ABK eks sandera Somalia akan segera dipulangkan ke Indonesia
Para ABK WNI ini sudah selesai menjalani pemeriksaan di Nairobi, Kenya. Namun mereka masih akan menjalani pemeriksaan kesehatan saat tiba di Jakarta, kemudian akan diserahkan kepada keluarga masing-masing.
Juru Bicara Kementerian Luar Negeri Indonesia Arrmanatha Nasir mengatakan pemulangan warga negara Indonesia eks sandera perompak Somalia, akan dilakukan dalam waktu dekat. Dia menyatakan kondisi mereka dalam keadaan sehat.
"Mereka akan dipulangkan setidaknya satu sampai dua hari ke depan. Para ABK ini sudah didampingi oleh tim Kementerian Luar Negeri yang sudah ada di sana dipimpin oleh Direktur Perlindungan WNI dan Badan Hukum Indonesia Kemlu, Lalu Muhammad Iqbal," ujar pria akrab disapa Tata di sela-sela pertemuan bilateral Menlu di Bali, Rabu (26/10).
Tata menjelaskan, saat ini pemeriksaan kesehatan di Nairobi, Kenya sudah selesai. Namun, karena para WNI tersebut sudah disandera hampir lima tahun, sesampainya di Jakarta mereka akan diperiksa kembali.
"Keadaan mereka baik secara umum. Namun, setibanya di Jakarta nanti, mereka akan diperiksa secara lebih lengkap lagi," lanjut Tata.
Setelah proses kesehatan di Jakarta selesai, pemerintah Indonesia akan segera memulangkan mereka ke tangan keluarga masing-masing.
Empat ABK asal Indonesia ini disandera perompak Somalia bersama 22 sandera asa Asia lainnya. Kapal yang mereka tumpangi ditahan oleh para bajak laut di perairan Seychelles pada 26 Maret 2012.

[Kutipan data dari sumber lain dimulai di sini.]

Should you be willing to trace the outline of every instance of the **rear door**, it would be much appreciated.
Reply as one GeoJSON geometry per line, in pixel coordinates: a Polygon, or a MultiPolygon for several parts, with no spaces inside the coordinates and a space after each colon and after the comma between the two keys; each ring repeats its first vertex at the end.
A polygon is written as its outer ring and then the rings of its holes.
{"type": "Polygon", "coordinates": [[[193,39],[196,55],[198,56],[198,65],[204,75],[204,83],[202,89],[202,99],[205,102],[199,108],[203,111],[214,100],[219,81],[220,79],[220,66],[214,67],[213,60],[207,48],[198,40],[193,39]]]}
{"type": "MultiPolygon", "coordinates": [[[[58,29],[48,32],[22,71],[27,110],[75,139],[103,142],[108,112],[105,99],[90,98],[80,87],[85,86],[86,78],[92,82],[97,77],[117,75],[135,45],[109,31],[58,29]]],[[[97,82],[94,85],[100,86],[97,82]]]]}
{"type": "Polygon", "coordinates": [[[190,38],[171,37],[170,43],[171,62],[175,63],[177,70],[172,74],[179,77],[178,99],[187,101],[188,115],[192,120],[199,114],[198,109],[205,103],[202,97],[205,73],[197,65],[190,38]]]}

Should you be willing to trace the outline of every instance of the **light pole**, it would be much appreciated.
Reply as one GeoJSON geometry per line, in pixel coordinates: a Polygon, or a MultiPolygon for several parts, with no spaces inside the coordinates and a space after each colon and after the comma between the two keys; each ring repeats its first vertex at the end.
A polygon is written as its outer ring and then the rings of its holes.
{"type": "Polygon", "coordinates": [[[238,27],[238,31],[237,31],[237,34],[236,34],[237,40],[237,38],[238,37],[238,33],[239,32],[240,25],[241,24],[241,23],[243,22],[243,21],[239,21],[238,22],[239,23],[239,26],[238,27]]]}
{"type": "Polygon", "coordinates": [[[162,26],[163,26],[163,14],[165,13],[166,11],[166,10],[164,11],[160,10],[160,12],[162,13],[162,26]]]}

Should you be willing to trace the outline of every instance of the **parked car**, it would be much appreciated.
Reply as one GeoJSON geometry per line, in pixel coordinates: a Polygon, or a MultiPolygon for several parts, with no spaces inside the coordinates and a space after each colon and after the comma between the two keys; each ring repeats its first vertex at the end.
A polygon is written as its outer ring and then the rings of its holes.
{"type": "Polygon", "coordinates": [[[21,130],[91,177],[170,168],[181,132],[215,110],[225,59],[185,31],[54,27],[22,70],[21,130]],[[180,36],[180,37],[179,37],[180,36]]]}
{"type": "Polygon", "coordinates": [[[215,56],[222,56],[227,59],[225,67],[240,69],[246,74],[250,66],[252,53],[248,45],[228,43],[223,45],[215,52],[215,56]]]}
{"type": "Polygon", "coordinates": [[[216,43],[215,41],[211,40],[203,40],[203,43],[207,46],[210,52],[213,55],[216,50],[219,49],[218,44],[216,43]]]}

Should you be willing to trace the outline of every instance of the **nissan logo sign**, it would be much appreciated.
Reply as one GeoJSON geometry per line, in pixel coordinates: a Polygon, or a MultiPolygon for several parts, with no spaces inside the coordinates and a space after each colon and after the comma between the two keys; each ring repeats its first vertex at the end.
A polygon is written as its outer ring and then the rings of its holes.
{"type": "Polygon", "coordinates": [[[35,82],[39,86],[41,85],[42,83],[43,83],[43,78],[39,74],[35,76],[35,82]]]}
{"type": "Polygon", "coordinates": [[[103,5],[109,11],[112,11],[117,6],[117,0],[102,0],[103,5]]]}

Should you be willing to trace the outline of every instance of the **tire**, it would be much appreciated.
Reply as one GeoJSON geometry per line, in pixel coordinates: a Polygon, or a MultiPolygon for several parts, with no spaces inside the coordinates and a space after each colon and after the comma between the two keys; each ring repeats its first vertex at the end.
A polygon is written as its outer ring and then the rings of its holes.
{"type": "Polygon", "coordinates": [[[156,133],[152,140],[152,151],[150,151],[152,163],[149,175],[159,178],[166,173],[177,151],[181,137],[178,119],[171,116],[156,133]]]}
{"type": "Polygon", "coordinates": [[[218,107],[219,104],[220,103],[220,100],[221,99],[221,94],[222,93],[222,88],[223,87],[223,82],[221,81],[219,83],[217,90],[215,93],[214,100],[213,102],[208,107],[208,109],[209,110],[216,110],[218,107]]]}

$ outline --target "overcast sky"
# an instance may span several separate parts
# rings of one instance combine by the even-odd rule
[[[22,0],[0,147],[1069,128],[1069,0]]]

Pada Senin 23 Oktober lalu, Menlu RI Retno Marsudi menyebutkan bahwa pembebasan ini tidak akan terwujud tanpa ada kerja sama.
Menurut Menlu, Indonesia terus bekerja sama dengan pihak-pihak terkait, terutama Indonesia juga mendapat dukungan dari PBB dalam upaya membebaskan para sandera. Seraya menambahkan, proses pembebasan dari sandera ini juga tidak melibatkan pembayaran tebusan.